The return of Michael Schumacher to Formula One
Everyone at USF1 would like to congratulate Michael Schumacher on his return to F1 in 2010 with Mercedes. His decision is not only fantastic news for F1 in general but also for the statisticians in particular: having re-written the history books over the past decade or so, Michael, 41, is now in the hunt for his eighth World Championship.
For the record, far older drivers than Michael have won world titles: Giuseppe Farina was 44 when he won the first F1 Drivers' Championship in 1950; Juan Manuel Fangio won his five at ages 40,43,44,45 and 46; Sir Jack Brabham was 40 when he won his third Championship in 1966 and raced wheel to wheel with Jochen Rindt in his final season, 1970. Nor should we forget that the brilliant Tazio Nuvolari was 43-44 years old when he won some of his greatest victories in 1935 and 1936, driving for Alfa Romeo against the mighty and better-funded Mercedes-Benz and Auto Union teams. In 1938-39 Nuvolari won for Auto Union aged 46-47.
Fourteen drivers have won races in their 40s and older: Fagioli at 53, Levassor at 52, Chiron at 49, Nuvolari and Farina at 47, Taruffi and Fangio at 46, Wagner and Brabham at 44, Nazzaro and Varzi at 42 and Goux, Campari and Trintignant at 41. And don't give us that verbiage about the job being much more difficult today: Fangio's last title, in 1957, was won in the days of three-hour races and against a gym-fit 27-year-old Sir Stirling Moss.

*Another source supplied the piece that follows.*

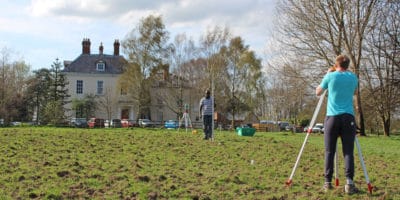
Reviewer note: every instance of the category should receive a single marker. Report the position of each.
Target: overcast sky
(39, 31)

Even if Michael proves slightly slower than today's Young Guns – and that's a big "if" - none of us should under-estimate his motivation and managerial genius. In the late thirties, Caracciola and Nuvolari won races after their sheer speed had been eclipsed by younger stars – drivers such as Bernd Rosemeyer, Herman Lang and Richard Seaman. Fangio drove that stunning 1957 season – and Niki Lauda looked pretty good against Alain Prost in 1984.
Welcome back Michael: it will be an honor to share the grid with you.